Saiu no site TRT 4
Estudo divulgado pelo Instituto Brasileiro de Geografia e Estatística (IBGE), no mês de junho, revelou que as mulheres receberam, em 2022, salários mais baixos que os dos homens em 82% das áreas pesquisadas.
O salário médio das mulheres foi de R$ 3.241,18, valor 17% menor que o dos homens, de R$ 3.791,58.
Foram mapeadas 357 áreas e, em apenas 63 delas, as mulheres ganharam, em média, o mesmo ou mais que os homens, número que representa somente 18% das atividades.
As informações são do Cadastro Central de Empresas (Cempre), que reúne dados de empresas e de seus empregados, inclusive salários. Apenas os empresários enquadrados como Microempreendedor Individual (MEI) não integram o cadastro.
Nas áreas da Saúde, Educação e Artes, cultura, esporte e recreação, que registram maior atuação feminina, as diferenças persistiram. Veja alguns exemplos:
Saúde humana e serviços sociais (2.549.522 mulheres e 860.499 homens)
salário médio delas: R$ 3.069,17
salário médio deles: R$ 3.794,81;
Educação de ensino médio (838.455 mulheres e 337.549 homens)
salário médio delas: R$ 3.985,91
salário médio deles: R$ 4.218,73
Atividades imobiliárias (100.470 mulheres e 88.429 homens)
salário médio delas: R$ 2.694,88
salário médio deles: R$ 3.171,52
Extremos
A área em que as mulheres ganharam 309,4% menos que os homens foi a de fabricação de mídias virgens, magnéticas e ópticas. No setor, homens ganharam R$ 7.509,33, enquanto mulheres ganharam R$ 1.834,09.
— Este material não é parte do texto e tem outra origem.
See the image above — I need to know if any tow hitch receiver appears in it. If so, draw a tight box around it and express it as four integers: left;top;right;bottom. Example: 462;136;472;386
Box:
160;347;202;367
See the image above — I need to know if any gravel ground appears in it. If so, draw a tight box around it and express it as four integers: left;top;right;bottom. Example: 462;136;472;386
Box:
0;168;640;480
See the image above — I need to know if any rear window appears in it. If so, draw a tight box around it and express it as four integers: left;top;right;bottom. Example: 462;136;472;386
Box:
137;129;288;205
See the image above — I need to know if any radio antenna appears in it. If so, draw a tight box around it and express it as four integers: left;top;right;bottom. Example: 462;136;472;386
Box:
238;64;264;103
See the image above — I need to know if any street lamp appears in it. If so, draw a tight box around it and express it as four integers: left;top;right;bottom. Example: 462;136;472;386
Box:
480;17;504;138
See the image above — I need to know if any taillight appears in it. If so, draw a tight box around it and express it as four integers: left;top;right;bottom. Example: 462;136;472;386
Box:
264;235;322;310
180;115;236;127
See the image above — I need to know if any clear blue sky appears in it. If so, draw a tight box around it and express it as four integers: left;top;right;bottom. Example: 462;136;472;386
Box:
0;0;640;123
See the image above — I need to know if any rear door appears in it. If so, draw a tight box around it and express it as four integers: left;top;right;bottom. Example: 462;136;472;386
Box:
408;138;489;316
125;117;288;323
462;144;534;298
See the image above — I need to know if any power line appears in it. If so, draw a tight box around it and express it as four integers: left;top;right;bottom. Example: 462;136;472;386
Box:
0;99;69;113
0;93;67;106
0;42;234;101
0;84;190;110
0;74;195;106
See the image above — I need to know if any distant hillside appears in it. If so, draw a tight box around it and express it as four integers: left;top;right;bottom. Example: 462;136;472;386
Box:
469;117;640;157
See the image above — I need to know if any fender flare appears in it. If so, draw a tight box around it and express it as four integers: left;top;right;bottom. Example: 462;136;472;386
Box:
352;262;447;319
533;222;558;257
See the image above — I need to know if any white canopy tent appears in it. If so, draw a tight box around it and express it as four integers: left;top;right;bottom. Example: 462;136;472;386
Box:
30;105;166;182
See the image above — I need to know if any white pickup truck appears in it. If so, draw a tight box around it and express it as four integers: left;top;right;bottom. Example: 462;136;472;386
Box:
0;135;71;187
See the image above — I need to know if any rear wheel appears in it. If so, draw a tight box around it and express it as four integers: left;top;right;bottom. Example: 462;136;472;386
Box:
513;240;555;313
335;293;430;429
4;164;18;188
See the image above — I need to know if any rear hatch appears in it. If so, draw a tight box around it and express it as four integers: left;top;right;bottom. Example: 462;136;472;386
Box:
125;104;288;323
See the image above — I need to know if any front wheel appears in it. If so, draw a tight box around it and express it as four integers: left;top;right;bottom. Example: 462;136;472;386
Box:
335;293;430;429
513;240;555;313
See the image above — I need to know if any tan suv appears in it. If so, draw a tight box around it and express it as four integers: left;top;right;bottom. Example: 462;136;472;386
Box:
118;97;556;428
O oposto acontece nos organismos internacionais e outras instituições extraterritoriais. Nessa área, as mulheres receberam salários médios 47,7% maiores que os dos homens: elas tiveram um ganho médio de R$ 9.018,70 e eles, de R$ 4.717,09.
Análise
Para a cogestora regional do Programa de Equidade de Raça, Gênero e Diversidade, juíza do Trabalho substituta Lúcia Rodrigues de Matos, a pesquisa revela uma injusta distribuição social dos papéis a mulheres e homens.
“Pode-se ver que, nas funções mais diretamente ligadas aos cuidados (saúde e serviços sociais), há a maior presença feminina, com a maior diferença salarial dentre as ocupações analisadas. Essa informação também remete a outro dado estruturante, consistente na naturalização histórica da atribuição às mulheres do trabalho de cuidados familiar, não remunerado”, ressalta a magistrada.
Lúcia também considera que as distorções serão ainda maiores se forem acrescentados ao marcador de gênero outros marcadores sócio-históricos de vulnerabilidade, como raça, etnia, classe social, orientação sexual, identidade de gênero, condições de pessoa idosa ou com deficiência, e suas múltiplas interseccionalidades.
Como agir em caso de discriminação salarial
A juíza Lúcia lembra que as mulheres vítimas de discriminação salarial têm várias normas em seu favor, cujo cumprimento pode ser cobrado na Justiça do Trabalho, um exemplo são as normas construídas pela luta coletiva no âmbito sindical.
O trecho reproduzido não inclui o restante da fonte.